Alain Rey raconte à Emmanuel Laurentin son aventure depuis 1952 au service du petit Robert

53 min

Alain Rey précise que "cela pose des problèmes nouveaux sans arrêt. La langue est un objet mouvant et très très difficile à dépeindre d'une manière relativement fixe et figée, c'est-à-dire par l'écriture imprimée. Le passage à l'informatique fait que la mobilité du texte devient plus grande et que l'on peut mettre à jour pratiquement en continu."

Et de raconter "que la leçon de l'Histoire, dès que l'on approfondit un peu la démarche de gens comme Antoine Furtière, au XVIIe siècle, ou comme Emile Littré, au XIXe siècle, est qu'ils n'étaient pas faits pour cela ou pas que pour cela. En fait, ces personnes se sont aperçues progressivement qu'élaborer un dictionnaire est une manière de s'affirmer, malgré ses difficultés, son côté humble, modeste, répétitif, anonyme le plus souvent."

Avant de confier : "Ce qui existe déjà est toujours soumis à critique si l'on fait un dictionnaire. Cocteau disait dans une phrase fautive mais admirable : "Un chef d'oeuvre n'est jamais qu'un dictionnaire en désordre". Pour Alain Rey, c'est tout le contraire : "le dictionnaire est la mise en désordre du chef d'oeuvre".

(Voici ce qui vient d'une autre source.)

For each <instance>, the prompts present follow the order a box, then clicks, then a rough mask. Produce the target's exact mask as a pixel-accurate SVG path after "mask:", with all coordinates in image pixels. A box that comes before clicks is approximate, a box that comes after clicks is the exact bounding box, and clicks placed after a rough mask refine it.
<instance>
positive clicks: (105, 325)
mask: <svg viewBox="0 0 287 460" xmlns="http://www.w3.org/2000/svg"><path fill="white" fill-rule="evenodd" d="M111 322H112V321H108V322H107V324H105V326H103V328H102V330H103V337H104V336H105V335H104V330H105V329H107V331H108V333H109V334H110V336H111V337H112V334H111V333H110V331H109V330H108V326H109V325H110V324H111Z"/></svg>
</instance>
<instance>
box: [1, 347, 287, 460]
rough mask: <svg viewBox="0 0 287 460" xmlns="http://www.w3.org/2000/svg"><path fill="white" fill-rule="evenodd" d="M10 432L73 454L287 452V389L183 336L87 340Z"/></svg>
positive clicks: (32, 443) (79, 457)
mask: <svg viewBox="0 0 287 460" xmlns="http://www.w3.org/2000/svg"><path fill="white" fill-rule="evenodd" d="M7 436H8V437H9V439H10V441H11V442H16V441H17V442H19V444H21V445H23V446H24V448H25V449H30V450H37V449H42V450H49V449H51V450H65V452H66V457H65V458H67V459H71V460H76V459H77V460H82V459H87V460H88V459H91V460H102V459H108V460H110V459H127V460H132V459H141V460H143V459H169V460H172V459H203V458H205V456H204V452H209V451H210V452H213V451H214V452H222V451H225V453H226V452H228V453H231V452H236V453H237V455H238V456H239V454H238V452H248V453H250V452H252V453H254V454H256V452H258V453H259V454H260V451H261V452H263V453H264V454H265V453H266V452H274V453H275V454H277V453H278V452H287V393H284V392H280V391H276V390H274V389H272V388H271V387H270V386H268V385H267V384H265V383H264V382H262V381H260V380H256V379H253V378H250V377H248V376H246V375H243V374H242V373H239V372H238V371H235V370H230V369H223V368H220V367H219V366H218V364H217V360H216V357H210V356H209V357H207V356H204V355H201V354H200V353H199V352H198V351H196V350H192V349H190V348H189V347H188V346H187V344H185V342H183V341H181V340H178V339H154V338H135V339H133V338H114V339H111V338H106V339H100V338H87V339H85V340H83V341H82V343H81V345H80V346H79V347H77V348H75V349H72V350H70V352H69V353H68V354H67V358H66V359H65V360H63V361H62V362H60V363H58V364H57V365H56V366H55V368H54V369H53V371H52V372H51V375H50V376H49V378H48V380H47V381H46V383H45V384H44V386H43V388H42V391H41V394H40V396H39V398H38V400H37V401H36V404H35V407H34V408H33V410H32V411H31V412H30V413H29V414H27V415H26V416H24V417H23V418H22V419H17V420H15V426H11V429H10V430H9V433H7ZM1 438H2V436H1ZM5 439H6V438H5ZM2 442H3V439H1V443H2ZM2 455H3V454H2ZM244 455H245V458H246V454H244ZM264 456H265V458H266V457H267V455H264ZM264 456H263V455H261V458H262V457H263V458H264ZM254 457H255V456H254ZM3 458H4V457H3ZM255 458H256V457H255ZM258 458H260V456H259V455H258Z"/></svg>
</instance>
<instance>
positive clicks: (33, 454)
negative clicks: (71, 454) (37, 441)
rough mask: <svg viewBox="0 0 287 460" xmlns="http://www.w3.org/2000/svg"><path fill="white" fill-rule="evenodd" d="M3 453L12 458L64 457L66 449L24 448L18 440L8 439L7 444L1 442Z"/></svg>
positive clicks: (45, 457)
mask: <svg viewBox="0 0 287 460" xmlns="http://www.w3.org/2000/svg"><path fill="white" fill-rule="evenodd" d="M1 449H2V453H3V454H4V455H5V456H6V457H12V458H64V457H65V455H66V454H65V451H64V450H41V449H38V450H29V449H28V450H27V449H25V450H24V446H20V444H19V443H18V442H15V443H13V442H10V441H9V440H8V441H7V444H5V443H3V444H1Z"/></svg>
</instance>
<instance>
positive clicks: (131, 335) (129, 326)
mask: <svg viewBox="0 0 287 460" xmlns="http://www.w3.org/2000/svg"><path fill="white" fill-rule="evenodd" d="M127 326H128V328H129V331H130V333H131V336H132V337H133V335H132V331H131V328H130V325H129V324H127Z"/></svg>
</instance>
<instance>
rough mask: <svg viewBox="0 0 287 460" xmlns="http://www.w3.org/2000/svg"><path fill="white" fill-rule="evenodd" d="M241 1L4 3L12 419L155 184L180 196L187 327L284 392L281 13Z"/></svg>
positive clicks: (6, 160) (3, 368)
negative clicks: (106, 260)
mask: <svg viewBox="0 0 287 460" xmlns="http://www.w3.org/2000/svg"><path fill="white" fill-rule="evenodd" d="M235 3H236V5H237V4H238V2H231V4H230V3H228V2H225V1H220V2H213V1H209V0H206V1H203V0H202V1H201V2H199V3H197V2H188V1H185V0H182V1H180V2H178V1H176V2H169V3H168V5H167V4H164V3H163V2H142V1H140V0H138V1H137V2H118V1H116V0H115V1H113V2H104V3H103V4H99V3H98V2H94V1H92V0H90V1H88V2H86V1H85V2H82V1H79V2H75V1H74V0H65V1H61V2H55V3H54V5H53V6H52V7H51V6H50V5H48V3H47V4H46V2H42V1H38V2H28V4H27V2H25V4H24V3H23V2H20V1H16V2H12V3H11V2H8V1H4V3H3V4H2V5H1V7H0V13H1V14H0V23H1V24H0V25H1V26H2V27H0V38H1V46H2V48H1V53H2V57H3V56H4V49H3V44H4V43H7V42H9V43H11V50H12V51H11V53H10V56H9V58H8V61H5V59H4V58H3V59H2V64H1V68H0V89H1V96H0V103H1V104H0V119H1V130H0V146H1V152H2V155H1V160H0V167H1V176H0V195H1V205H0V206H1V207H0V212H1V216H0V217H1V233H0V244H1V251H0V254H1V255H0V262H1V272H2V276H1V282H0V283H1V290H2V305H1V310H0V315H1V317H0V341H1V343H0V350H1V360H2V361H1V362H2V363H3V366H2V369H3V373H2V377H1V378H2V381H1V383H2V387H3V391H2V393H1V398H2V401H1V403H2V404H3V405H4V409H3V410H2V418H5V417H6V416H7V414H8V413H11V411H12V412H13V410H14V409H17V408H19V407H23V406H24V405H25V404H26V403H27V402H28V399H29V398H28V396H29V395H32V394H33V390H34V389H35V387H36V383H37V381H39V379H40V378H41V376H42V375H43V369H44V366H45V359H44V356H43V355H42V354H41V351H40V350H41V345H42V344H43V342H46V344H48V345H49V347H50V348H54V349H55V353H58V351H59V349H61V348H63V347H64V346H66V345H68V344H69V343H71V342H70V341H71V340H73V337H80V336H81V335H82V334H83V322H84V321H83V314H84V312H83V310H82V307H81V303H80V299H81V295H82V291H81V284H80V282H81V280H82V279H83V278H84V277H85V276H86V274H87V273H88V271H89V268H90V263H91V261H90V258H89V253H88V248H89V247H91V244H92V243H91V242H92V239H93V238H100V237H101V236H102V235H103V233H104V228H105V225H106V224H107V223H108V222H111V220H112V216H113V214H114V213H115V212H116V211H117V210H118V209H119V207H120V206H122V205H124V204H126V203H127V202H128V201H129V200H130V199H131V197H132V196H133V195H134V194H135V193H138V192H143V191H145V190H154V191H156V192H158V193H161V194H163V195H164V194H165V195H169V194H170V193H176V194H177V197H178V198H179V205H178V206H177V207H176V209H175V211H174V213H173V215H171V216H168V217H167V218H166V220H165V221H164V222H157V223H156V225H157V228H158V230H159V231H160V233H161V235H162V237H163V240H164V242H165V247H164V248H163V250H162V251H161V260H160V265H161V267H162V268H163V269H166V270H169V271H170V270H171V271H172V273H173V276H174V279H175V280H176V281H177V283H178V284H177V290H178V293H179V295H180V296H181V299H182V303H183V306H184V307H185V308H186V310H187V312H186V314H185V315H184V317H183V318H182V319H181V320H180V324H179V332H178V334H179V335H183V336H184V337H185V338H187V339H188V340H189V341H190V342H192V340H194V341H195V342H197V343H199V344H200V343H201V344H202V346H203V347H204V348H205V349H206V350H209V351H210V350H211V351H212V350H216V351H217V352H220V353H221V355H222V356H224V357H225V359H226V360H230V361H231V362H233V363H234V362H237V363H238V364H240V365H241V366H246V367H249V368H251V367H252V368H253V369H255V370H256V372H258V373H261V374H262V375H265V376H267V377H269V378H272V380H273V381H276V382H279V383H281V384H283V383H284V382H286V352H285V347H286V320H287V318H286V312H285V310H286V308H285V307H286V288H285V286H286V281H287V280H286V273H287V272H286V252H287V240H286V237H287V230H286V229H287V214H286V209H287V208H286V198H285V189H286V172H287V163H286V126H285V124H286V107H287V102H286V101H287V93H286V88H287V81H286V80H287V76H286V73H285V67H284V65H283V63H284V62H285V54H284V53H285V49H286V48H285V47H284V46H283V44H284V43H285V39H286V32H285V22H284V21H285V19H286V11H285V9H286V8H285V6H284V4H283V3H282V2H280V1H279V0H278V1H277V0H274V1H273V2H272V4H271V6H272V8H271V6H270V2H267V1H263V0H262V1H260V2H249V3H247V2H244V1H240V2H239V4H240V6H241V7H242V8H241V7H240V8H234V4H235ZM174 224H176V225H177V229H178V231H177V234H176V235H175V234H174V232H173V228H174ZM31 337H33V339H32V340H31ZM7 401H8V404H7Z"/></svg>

Quelques-uns des nouveaux mots entrés dans le Robert illustré cette année
Quelques-uns des nouveaux mots entrés dans le Robert illustré cette année
© Radio France

"La volonté d’être compris de l’honnête homme du XXIe siècle"

Comment enfin ne pas mentionner le travail de référence de l'Académie française. L'Institution, qui a publié son premier dictionnaire en 1694, dédié à Louis XIV, en est à sa neuvième édition. Avec près de 60 000 mots "d'usage", "sans pour autant céder à l’encyclopédisme".

Plus de trois siècles séparent ces deux éditions (en 2011 chez Fayard pour le tome 3 de la neuvième)
Plus de trois siècles séparent ces deux éditions (en 2011 chez Fayard pour le tome 3 de la neuvième)

Sur son site, l’Académie souligne qu'elle "s’attache en effet à défendre sans relâche la notion de langue commune, cette unité linguistique qui constitue une référence dont le besoin se fait sentir au moment même où les lexiques et registres spécialisés, les jargons, par trop nombreux, menacent la permanence de cette langue. (…) La recherche de cohérence dans la nomenclature scientifique, l’exigence de clarté et de lisibilité des définitions, la volonté d’être compris de l’honnête homme du XXIe siècle sont restées au premier rang de ses préoccupations. (…) Si le Dictionnaire sait se montrer accueillant envers les termes nouveaux et aussi envers certains termes étrangers, pour peu qu’ils correspondent à un véritable besoin, qu’ils soient bien ancrés dans l’usage et qu’il n’existe pas déjà un terme français rendant compte de la même réalité, il reste le garant de l’usage, que la Compagnie a reçu pour mission de guider et de rendre plus sûr."